In 2008, the company developed a two-piece wheel nut indicator for a large bus company in the Midlands, and also extended its range of indicators for trucks and trailers. Today, the company is expanding with new employees joining from inside and outside the family. Interparts has positioned itself as a specialist in wheel nut loosening and as a company constantly developing new products.

The two-piece indicator it developed in 2008 was based on a rachet, such that after retorquing, the pointer could be reset in only an anticlockwise direction. For long-reach applications, the company developed a pointer with two small holes, just under the top and in line with the centre, such that cover would not trap moisture but would swing out due to centrifugal forces during service.

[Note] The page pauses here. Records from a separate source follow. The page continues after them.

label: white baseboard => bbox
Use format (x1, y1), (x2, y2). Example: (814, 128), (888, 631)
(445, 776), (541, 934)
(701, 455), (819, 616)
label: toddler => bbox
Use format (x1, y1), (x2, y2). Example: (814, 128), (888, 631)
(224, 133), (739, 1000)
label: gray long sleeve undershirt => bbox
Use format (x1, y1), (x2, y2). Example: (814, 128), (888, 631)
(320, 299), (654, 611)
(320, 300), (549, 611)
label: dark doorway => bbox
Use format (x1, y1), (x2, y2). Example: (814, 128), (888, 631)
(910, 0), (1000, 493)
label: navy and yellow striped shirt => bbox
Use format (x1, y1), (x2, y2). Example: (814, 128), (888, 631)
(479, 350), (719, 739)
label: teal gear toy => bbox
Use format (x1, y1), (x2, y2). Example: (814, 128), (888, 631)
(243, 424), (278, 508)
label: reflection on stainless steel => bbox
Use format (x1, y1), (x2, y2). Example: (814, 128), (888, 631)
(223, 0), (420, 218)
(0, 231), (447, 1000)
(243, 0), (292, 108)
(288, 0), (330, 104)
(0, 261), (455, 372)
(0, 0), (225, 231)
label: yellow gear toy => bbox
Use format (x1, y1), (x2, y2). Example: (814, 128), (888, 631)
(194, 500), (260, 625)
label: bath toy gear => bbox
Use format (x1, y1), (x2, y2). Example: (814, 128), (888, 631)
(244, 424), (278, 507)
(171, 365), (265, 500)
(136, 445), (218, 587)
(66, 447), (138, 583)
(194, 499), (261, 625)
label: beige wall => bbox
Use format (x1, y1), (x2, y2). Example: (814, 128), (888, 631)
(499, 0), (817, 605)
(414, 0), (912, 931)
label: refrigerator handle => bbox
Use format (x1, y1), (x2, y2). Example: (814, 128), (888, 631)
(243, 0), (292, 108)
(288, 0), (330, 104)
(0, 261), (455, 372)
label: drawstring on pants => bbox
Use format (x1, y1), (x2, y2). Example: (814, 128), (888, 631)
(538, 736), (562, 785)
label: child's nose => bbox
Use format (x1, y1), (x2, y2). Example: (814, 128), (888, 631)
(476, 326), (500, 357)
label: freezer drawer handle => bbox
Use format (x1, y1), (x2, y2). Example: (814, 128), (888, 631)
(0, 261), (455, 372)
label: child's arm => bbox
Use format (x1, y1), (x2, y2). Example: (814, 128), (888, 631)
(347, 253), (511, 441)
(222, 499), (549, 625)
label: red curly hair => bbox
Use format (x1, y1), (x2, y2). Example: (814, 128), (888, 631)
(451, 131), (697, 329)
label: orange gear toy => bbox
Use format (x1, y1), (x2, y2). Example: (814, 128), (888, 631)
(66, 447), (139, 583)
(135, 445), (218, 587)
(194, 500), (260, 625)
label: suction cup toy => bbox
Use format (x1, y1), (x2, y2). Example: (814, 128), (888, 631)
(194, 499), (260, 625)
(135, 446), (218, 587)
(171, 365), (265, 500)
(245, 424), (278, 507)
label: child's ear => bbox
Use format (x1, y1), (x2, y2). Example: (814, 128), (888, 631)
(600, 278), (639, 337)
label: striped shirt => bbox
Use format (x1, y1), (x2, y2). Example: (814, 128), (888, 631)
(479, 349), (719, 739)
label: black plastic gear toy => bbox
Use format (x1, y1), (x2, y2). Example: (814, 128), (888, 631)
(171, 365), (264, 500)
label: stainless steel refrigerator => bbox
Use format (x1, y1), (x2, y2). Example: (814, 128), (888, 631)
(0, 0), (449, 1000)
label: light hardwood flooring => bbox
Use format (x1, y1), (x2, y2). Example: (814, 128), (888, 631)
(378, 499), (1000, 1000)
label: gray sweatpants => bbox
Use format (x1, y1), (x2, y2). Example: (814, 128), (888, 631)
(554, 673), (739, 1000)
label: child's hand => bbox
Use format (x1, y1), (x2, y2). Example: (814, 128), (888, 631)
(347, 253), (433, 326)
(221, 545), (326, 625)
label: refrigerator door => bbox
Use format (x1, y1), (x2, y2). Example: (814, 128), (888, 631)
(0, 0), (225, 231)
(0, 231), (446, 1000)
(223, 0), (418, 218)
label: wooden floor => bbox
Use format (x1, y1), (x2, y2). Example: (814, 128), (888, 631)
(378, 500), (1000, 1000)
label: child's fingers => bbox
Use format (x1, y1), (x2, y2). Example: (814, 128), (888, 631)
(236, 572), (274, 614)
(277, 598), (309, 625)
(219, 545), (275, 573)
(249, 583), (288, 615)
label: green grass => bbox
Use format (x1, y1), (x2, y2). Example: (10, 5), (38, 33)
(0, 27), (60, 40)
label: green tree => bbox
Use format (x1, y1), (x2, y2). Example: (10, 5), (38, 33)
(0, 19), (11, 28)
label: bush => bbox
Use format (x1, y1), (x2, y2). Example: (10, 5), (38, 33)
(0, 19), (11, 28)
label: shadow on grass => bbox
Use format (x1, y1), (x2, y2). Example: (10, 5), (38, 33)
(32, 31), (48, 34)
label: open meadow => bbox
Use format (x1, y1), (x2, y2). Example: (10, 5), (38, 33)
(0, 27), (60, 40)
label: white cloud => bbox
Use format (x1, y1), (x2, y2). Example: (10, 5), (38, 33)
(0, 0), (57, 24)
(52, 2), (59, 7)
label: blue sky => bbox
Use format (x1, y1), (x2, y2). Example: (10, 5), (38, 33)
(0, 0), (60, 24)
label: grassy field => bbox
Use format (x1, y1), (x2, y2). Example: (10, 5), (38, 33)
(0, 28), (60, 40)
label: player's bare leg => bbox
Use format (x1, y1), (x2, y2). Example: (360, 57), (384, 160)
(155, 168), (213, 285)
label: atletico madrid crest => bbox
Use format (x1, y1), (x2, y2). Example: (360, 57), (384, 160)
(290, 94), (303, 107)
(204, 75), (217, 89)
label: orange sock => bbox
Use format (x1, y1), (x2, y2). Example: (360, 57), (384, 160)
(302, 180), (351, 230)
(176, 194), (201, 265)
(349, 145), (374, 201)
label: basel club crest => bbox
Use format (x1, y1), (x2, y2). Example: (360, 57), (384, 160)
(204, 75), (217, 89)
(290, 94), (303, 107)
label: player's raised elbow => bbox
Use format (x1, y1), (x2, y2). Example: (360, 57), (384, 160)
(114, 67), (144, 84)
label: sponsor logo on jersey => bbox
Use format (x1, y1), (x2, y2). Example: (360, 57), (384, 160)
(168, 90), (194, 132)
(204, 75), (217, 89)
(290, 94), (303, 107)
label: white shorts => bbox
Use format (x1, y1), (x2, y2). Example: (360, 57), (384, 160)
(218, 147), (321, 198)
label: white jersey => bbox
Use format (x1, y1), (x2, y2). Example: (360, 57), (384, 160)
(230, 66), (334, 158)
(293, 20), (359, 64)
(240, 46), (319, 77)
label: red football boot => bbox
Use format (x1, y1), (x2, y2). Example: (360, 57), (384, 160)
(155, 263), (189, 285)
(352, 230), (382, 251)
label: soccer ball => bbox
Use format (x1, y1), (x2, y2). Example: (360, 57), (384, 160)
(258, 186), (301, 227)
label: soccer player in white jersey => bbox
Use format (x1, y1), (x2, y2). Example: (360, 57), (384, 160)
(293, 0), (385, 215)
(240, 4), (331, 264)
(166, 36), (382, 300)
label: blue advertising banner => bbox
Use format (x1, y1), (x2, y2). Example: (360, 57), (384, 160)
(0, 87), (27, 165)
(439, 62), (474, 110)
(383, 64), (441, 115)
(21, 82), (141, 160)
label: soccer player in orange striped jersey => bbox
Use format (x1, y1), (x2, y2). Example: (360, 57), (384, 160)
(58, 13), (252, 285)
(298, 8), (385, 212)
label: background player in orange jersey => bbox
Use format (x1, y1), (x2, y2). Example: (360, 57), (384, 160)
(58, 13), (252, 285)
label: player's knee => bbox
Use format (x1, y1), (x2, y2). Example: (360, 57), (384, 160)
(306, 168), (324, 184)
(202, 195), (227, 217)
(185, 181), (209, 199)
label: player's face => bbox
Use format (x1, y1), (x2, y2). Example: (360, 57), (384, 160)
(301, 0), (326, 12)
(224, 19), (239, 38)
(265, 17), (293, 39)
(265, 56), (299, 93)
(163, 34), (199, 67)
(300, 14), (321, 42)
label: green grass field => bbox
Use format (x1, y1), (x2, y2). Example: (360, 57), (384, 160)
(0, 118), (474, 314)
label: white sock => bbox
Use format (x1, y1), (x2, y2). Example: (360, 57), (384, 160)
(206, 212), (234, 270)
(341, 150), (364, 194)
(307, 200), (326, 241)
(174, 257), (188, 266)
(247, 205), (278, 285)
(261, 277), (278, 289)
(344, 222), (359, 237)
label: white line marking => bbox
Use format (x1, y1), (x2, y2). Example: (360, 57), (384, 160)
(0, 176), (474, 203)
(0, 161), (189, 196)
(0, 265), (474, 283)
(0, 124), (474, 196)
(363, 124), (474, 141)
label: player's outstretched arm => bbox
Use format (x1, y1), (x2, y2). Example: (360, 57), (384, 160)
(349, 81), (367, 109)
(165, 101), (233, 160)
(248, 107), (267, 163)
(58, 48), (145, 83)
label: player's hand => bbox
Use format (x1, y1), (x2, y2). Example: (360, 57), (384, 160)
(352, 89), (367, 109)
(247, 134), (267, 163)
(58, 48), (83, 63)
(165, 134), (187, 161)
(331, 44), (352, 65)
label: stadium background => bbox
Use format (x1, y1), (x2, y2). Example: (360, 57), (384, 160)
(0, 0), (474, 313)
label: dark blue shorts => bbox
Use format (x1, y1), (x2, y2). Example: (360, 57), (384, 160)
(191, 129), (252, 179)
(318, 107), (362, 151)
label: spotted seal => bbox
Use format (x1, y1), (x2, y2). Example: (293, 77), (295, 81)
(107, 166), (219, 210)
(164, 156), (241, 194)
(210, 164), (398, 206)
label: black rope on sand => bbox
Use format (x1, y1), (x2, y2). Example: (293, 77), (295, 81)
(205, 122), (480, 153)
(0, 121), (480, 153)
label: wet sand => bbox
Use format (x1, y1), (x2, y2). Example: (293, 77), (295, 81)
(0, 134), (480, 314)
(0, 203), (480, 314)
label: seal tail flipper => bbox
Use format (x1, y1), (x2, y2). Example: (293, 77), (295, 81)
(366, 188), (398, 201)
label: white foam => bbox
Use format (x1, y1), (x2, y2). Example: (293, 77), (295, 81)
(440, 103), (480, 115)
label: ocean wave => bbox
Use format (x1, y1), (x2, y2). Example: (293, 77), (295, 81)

More developments were introduced, such as a pointer with retro-reflection material on top for the steering axle. Its design means that traffic in a vehicle’s blind spot will be warned by its reflection once the steering axle wheels are turning.

Back to the drawing board

In 2010, the company developed a polyamide retainer after a request from a bus company in London. This rigid device links two wheel nuts and does not allow any loose rotation of the wheel nuts, but could be tightened faster using a ratchet.

The company used its in-house-developed loosening machine – suitable for 22 mm studs – to test the retainer, producing positive results. Field tests with the London-based bus company took place over the next 18 months before the final test with vehicle testing company Mira snapped the strut after a few hours of fatigue testing.

Analysis of the failed stud showed that the additional stress was caused by the stud bending due to the relative movement of the hub and wheel. This created a stress level beyond the elasticity of the material and made the stud fatigue.

Interparts concluded that it was safer to develop a device that can accept a bit of loosening and indicate the loosening, but also prevents the play between wheel and hub. This play – when the wheel starts wobbling, is recognised as dangerous and the last stage before detachment.

Ever since, the company has developed two devices that accept a small angle of loosening, clearly indicating and preventing play between hub and wheel. The final development is the Twindicator, probably the next standard in wheel detachment prevention.

This product has all the benefits of the standard tag: multiples for precise fitting; 7 mm low to retorque while fitted; reusable; a melting warning when the brakes heat up; and it has the ability to prevent further loosening of the wheel nut, keeping it from entering the wobbling stage.